Florida Makes a Move on COVID-19 Vaccination That Is Going to Set Hair on Fire

Often times doing the right thing is more difficult, however, choosing to do what is easy while knowing it is wrong is not what we expect from true leaders.

That is the lesson the leaders of Florida are demonstrating to the rest of America and to the world with their recent announcement on COVID-19 vaccinations.

This from redstate.com.

No doubt, a lot of peer pressure exists to go along with the “Vaccinate everything that moves” narrative being pushed by the federal government.
Gov. Ron DeSantis and Florida Surgeon General Joseph Ladapo have taken a different approach, though.

At a round table yesterday, Ladapo let it be known that his state would be recommending against giving the COVID-19 vaccines for children, making Florida the first state in the nation to do so.

By the numbers, this is absolutely the right move:

Less than 1,000 children have died from COVID-19 over the course of the pandemic.

There are 75 million children aged 0-18 in the United States.

Further, when you drill down, almost all the children that have died from COVID-19 also had pre-existing conditions.

Given all these facts, certainly the government would be wiser to take a more targeted approach in vaccinating children from the coronavirus by giving the vaccine only to those who are significantly immunocompromised.

The above numbers are not cited to downplay the death of any child.

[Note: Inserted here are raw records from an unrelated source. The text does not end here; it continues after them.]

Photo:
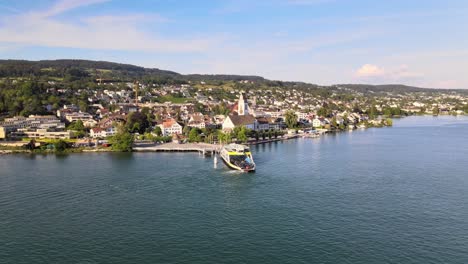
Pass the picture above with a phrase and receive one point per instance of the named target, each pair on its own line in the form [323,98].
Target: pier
[203,148]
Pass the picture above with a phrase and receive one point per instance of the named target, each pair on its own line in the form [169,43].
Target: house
[233,121]
[170,127]
[197,120]
[263,123]
[90,123]
[100,132]
[318,122]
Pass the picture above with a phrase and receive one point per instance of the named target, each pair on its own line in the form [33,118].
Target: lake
[383,195]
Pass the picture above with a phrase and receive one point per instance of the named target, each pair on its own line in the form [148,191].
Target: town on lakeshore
[78,108]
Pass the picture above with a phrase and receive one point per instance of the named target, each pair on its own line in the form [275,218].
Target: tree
[242,134]
[137,122]
[291,119]
[334,123]
[193,135]
[157,130]
[323,111]
[122,141]
[389,122]
[60,145]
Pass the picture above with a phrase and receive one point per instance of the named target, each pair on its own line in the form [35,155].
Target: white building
[170,127]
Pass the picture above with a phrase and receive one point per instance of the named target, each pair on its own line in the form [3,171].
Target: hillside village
[91,113]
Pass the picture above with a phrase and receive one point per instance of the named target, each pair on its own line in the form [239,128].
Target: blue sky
[423,43]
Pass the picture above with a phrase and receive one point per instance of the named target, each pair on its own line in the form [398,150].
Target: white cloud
[100,32]
[308,2]
[66,5]
[370,70]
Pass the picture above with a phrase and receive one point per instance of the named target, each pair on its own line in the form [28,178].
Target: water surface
[389,195]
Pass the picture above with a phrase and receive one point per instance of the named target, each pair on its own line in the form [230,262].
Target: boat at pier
[238,157]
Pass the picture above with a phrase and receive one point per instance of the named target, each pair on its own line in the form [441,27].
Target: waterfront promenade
[187,147]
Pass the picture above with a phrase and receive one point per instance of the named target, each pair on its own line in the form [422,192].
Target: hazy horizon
[316,41]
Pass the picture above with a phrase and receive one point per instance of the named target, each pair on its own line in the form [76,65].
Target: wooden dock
[203,148]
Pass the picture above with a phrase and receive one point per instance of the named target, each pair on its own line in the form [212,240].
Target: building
[318,122]
[38,126]
[45,133]
[170,127]
[242,106]
[233,121]
[197,120]
[100,132]
[2,133]
[75,116]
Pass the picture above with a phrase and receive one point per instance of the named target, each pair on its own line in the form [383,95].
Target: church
[240,117]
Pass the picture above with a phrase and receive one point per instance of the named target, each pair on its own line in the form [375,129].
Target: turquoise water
[389,195]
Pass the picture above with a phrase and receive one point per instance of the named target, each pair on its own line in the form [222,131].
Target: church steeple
[242,107]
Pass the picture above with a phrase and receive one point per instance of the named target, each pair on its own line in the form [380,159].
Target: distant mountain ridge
[120,71]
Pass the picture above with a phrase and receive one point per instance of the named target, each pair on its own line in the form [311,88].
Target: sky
[419,42]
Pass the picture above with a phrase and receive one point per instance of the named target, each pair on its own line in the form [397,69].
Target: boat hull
[234,167]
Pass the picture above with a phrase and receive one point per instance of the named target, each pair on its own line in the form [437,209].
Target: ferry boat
[238,157]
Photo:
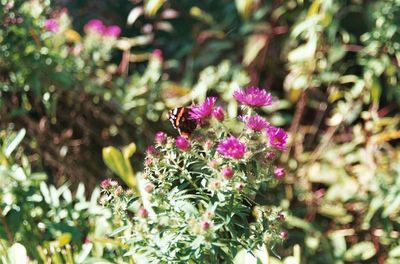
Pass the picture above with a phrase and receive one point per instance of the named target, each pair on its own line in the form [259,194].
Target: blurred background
[78,76]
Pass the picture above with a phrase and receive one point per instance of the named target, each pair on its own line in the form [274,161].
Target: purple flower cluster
[253,96]
[256,123]
[202,111]
[96,26]
[277,137]
[232,148]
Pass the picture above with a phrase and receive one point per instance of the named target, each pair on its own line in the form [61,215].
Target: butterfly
[180,120]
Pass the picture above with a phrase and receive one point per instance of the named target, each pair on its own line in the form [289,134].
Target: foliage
[201,195]
[335,63]
[48,223]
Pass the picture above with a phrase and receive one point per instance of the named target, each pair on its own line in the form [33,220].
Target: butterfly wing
[180,120]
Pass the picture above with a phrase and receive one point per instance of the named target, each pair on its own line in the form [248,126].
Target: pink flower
[95,25]
[270,155]
[149,187]
[143,212]
[118,191]
[231,147]
[105,184]
[151,150]
[157,53]
[202,111]
[277,137]
[279,172]
[112,31]
[51,25]
[256,123]
[218,113]
[182,143]
[205,225]
[253,96]
[284,234]
[227,172]
[160,137]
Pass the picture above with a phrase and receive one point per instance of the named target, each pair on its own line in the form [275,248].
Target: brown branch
[6,228]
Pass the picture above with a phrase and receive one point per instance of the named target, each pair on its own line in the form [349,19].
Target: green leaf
[120,165]
[129,150]
[151,6]
[244,7]
[14,143]
[361,251]
[17,254]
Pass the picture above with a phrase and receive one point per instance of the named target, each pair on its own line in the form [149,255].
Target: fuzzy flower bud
[218,113]
[160,137]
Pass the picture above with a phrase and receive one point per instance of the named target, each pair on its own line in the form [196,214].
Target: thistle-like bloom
[160,137]
[279,172]
[277,137]
[218,113]
[51,25]
[95,25]
[112,31]
[227,172]
[105,184]
[232,147]
[253,96]
[256,123]
[182,143]
[201,111]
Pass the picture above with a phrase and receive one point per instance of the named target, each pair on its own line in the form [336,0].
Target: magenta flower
[232,147]
[277,137]
[95,25]
[279,172]
[157,53]
[256,123]
[205,225]
[105,184]
[218,113]
[182,143]
[143,213]
[160,137]
[227,172]
[51,25]
[253,96]
[112,31]
[202,111]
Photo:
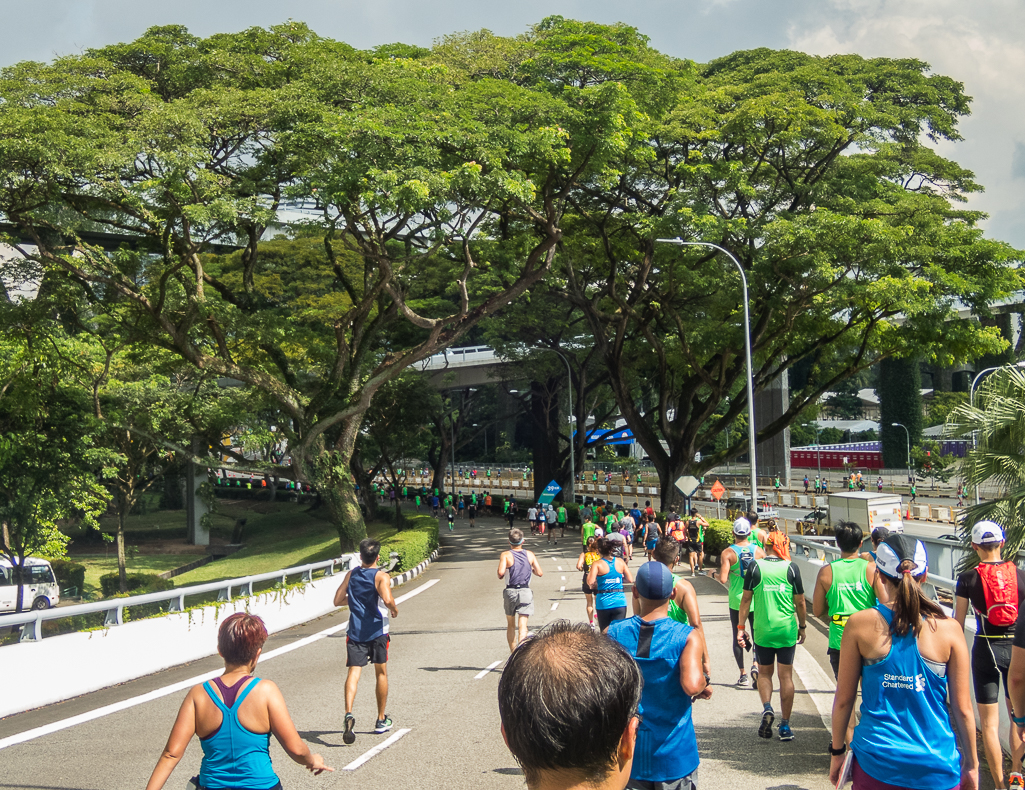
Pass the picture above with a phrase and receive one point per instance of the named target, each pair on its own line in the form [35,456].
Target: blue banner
[550,491]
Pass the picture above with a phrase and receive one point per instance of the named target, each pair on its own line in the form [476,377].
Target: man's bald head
[566,698]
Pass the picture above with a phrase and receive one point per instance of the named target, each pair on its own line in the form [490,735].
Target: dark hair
[849,536]
[566,697]
[240,637]
[370,549]
[666,551]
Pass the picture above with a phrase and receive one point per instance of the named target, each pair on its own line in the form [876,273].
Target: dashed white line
[81,718]
[375,751]
[487,669]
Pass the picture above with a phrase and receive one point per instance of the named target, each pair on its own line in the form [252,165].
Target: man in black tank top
[519,564]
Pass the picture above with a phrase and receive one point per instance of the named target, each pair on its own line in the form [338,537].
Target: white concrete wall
[60,667]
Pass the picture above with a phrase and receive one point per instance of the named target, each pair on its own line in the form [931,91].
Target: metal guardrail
[113,609]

Every lost life is a tragedy, no matter the cause. Still, at no point in our history have we as a society chosen to blanket-vaccinate children from a virus that presents such a minuscule, almost non-existent risk to them.

It simply makes no sense, especially without long-term data tracking trends and changes on how the vaccines affect developing children.

Public policy should never be decided by emotion, and it is nothing but an emotional response to vaccinate a six-year-old from COVID-19 who is otherwise healthy.

There’s simply no data to back that up, and even if there were, we should not be using children to placate the irrational concerns of adults.

Florida’s move to recommend against that is the right one. Most certainly, hair will be set on fire as a result, and DeSantis will once again be called an “anti-vax-er.”

Doing the right thing overrides public relations concerns, though.

Besides, the mass propaganda media and the radical left are going to trash Florida no matter what.

They see the free state as a foil and distraction from the abject failures taking place in their own states.

DeSantis and Lapado are to be commended for placing on disregard the irrational hype of the fear-theorist absolute vax-ers and then moving forward to do that which makes sense.

Of course, this has been Florida’s mode of operation throughout the pandemic. And the state of Florida and its citizens are better for it.